Further, this finding is consistent with our precedents stating views regarding restitution for criminal defendants. We previously have indicated that restitution is a form of criminal penalty. See United States v. Sleight, 808 F.2d 1012, 1020 (3d Cir.1987) (“While one purpose of restitution under the Federal Probation Act is to make the victim whole, restitution ... is imposed as a part of sentencing and remains inherently a criminal penalty.“); United States v. Palma, 760 F.2d 475, 478-79 (3d Cir.1985) (finding that restitution imposed under the VWPA is a criminal penalty, and distinguishing its imposition under the VWPA from a civil proceeding in which restitution is imposed).6 We have also noted that while criminal restitution resembles a civil remedy and has compensatory as well as punitive aspects, neither these resemblances to civil judgments, nor the compensatory purposes of criminal restitution, detract from its status as a form of criminal penalty when imposed as an integral part of sentencing. See United States v. Woods, 986 F.2d 669, 680-81 (3d Cir.1993); United States v. Kress, 944 F.2d 155, 157-59 (3d Cir.1991); United States v. Pollak, 844 F.2d 145, 152-53 (3d Cir.1988); see also United States v. Carrara, 49 F.3d 105, 108 (3d Cir.1995) (discussing the historical character and purposes of restitution in criminal law); Government of Virgin Islands v. Davis, 43 F.3d 41, 47 (3d Cir.1994) (describing the compensatory purposes of restitution under the VWPA).

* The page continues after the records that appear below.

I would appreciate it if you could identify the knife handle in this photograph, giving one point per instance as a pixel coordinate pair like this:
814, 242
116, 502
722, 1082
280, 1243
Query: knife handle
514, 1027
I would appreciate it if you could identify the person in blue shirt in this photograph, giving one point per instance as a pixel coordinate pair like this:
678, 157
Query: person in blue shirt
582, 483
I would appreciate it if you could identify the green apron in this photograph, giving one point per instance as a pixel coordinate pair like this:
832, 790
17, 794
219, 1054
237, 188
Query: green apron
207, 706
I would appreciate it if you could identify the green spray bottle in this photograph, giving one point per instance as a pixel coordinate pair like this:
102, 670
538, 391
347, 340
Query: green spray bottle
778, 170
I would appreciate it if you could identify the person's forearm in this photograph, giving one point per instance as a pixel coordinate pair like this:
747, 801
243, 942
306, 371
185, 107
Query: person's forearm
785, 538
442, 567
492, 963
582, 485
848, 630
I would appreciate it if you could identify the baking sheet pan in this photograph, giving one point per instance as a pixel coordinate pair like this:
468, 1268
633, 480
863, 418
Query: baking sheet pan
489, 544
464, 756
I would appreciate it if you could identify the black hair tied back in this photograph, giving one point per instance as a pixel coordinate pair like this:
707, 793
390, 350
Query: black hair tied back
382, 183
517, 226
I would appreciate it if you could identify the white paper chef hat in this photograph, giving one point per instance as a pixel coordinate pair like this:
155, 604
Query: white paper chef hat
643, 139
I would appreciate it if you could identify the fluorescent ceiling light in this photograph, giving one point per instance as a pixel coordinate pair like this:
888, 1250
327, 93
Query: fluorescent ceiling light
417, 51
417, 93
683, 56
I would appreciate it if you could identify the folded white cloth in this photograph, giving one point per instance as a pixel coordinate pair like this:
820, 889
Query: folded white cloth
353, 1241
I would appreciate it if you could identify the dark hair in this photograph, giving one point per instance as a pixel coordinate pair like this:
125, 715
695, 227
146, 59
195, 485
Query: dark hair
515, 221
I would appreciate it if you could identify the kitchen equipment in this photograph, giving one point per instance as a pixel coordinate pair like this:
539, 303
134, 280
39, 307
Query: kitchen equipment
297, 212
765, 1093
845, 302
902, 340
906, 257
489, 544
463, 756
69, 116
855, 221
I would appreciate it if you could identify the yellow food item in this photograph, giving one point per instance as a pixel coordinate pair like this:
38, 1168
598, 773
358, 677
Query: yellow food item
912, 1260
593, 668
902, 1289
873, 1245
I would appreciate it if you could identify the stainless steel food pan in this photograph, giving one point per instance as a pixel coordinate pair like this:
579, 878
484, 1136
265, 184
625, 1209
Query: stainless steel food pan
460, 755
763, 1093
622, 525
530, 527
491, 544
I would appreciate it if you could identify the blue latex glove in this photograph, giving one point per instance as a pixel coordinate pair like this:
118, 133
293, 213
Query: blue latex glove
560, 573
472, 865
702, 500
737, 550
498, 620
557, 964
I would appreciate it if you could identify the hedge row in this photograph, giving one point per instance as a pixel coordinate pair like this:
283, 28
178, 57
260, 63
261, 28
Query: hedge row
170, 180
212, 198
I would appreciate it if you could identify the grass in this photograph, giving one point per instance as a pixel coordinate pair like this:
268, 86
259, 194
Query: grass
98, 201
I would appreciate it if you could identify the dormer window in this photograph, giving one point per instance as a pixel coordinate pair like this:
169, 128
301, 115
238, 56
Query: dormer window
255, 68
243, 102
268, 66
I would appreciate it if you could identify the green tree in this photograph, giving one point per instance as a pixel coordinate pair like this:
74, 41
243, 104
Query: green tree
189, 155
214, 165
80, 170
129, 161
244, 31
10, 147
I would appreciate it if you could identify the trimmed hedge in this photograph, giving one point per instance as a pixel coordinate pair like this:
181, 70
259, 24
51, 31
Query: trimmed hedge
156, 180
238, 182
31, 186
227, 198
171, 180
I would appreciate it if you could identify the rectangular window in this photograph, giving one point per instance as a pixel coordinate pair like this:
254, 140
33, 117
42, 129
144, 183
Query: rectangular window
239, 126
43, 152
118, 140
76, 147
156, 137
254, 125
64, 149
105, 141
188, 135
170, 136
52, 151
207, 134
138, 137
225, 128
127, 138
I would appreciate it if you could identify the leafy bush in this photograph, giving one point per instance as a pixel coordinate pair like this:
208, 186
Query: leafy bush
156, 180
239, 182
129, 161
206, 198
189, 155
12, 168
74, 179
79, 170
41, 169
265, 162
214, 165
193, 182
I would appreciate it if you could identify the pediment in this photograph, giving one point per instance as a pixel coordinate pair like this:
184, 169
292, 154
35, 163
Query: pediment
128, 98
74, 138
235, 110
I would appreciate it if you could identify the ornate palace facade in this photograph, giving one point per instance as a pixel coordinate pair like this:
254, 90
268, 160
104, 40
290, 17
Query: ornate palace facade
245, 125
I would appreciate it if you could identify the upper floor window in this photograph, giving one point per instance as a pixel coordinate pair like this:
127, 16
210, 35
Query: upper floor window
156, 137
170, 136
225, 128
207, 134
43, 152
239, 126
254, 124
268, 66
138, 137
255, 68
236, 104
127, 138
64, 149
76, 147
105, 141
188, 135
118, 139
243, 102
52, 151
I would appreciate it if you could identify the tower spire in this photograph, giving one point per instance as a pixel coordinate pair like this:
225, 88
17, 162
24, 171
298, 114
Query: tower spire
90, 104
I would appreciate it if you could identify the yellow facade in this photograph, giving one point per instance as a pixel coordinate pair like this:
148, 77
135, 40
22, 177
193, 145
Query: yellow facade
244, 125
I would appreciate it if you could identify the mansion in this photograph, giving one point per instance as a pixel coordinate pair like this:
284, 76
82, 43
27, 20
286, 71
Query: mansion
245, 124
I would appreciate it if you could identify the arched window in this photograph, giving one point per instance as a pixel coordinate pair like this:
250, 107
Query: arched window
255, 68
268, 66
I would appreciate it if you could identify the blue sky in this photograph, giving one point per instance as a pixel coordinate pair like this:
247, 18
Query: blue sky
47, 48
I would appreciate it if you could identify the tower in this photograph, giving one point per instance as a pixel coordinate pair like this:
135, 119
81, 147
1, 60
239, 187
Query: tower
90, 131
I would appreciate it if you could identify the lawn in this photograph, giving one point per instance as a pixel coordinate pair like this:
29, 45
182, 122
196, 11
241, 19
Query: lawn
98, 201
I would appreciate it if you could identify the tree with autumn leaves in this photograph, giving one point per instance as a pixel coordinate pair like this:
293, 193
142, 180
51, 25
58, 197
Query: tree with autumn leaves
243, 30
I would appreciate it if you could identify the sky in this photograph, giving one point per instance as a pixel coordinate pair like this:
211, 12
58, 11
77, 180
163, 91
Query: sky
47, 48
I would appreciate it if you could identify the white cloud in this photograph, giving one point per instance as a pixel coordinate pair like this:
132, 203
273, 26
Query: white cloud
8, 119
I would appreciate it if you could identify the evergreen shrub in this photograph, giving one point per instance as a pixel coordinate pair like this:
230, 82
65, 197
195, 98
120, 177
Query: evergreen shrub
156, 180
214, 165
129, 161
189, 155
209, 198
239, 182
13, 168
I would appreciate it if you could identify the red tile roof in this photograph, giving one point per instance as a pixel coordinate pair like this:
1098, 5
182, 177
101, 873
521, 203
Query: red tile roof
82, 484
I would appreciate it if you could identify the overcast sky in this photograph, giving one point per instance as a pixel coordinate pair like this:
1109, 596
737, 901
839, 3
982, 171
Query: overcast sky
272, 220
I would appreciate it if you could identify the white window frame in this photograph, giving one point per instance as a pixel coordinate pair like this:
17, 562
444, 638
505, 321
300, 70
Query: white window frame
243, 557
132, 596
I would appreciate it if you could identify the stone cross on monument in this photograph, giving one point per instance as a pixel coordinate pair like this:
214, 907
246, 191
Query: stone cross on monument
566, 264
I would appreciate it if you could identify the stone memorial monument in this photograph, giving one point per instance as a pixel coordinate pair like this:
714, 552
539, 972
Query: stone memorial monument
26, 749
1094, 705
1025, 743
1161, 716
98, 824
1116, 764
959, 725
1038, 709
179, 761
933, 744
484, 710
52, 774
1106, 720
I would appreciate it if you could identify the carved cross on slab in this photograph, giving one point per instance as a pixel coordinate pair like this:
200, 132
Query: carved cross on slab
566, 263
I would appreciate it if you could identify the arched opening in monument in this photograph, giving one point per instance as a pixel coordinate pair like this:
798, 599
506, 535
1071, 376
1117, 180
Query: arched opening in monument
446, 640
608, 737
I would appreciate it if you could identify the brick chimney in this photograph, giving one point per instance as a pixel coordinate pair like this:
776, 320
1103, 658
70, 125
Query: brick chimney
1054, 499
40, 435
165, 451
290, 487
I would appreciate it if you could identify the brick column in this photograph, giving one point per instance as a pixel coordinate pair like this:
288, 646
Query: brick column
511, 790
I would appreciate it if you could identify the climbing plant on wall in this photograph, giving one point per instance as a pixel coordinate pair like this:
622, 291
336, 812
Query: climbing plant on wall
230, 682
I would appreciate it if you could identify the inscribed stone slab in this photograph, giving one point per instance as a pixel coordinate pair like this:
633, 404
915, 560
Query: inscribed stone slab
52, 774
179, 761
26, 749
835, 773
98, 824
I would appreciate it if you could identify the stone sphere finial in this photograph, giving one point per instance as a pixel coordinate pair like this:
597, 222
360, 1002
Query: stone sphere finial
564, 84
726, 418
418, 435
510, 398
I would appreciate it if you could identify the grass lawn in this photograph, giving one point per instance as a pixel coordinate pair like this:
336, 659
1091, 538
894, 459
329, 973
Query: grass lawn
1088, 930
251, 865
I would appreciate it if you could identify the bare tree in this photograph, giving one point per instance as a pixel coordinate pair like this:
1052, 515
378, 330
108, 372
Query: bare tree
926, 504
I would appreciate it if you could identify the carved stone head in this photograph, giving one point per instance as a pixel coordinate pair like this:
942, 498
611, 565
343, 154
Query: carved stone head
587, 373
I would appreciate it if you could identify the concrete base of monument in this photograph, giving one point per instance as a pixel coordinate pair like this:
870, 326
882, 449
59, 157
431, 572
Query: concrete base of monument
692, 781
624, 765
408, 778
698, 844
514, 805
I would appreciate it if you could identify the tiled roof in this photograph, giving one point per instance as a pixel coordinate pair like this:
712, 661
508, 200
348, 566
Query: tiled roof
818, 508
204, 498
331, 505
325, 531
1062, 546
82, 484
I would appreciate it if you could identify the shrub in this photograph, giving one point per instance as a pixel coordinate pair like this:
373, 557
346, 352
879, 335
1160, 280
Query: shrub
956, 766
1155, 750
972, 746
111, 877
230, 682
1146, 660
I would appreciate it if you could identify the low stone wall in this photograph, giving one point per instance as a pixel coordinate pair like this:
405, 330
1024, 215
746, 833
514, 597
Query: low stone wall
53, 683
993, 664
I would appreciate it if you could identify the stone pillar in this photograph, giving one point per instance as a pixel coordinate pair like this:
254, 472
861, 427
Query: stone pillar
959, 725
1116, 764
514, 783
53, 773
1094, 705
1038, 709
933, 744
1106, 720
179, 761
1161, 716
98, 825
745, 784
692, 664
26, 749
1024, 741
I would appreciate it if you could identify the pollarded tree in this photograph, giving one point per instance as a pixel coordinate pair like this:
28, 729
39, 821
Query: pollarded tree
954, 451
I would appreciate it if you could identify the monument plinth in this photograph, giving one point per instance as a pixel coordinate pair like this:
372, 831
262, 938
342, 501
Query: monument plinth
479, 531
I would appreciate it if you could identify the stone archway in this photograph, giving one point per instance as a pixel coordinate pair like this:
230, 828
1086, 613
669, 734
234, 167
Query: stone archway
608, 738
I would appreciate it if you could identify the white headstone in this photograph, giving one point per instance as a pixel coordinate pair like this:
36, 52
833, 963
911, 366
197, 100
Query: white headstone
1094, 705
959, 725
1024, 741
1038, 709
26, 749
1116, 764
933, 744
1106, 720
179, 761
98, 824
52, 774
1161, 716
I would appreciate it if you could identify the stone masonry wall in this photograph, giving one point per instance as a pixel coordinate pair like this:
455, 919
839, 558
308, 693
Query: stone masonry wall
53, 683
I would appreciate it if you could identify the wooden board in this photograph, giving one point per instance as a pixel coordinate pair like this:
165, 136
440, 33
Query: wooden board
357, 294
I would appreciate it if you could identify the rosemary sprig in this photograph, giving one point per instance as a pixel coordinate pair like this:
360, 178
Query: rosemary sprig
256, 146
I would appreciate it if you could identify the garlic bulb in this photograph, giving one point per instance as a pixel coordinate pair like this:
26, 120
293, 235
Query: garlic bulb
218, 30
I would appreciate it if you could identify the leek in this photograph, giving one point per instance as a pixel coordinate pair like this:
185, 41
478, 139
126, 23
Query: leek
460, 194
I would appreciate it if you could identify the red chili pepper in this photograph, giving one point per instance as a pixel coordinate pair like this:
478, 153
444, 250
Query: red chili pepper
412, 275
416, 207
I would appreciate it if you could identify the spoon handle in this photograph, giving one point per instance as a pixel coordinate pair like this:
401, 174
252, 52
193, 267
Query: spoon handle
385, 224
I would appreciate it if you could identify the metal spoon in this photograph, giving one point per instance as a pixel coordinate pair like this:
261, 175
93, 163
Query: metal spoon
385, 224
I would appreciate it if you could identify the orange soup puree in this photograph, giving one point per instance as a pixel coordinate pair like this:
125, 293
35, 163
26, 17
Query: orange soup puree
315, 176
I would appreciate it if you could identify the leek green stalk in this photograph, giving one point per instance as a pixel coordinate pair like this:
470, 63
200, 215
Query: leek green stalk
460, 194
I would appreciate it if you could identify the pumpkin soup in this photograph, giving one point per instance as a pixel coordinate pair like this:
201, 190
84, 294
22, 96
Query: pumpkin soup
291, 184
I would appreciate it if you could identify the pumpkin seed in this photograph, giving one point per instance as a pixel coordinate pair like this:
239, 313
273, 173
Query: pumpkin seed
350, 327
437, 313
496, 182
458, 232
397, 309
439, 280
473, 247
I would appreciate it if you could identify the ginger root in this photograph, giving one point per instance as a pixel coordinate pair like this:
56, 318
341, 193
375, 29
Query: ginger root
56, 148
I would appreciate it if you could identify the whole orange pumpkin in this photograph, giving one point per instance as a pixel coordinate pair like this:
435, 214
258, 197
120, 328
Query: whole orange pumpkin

Based on the foregoing, we find that under the MVRA, restitution is punishment, and that the retrospective application of that punishment to Edwards under the facts of this case is a violation of the Ex Post Facto Clause and plain error.7 Accordingly, we will reverse the imposition of mandatory restitution and remand for the District Court to make the appropriate factual findings and determination of restitution under the VWPA for Edwards.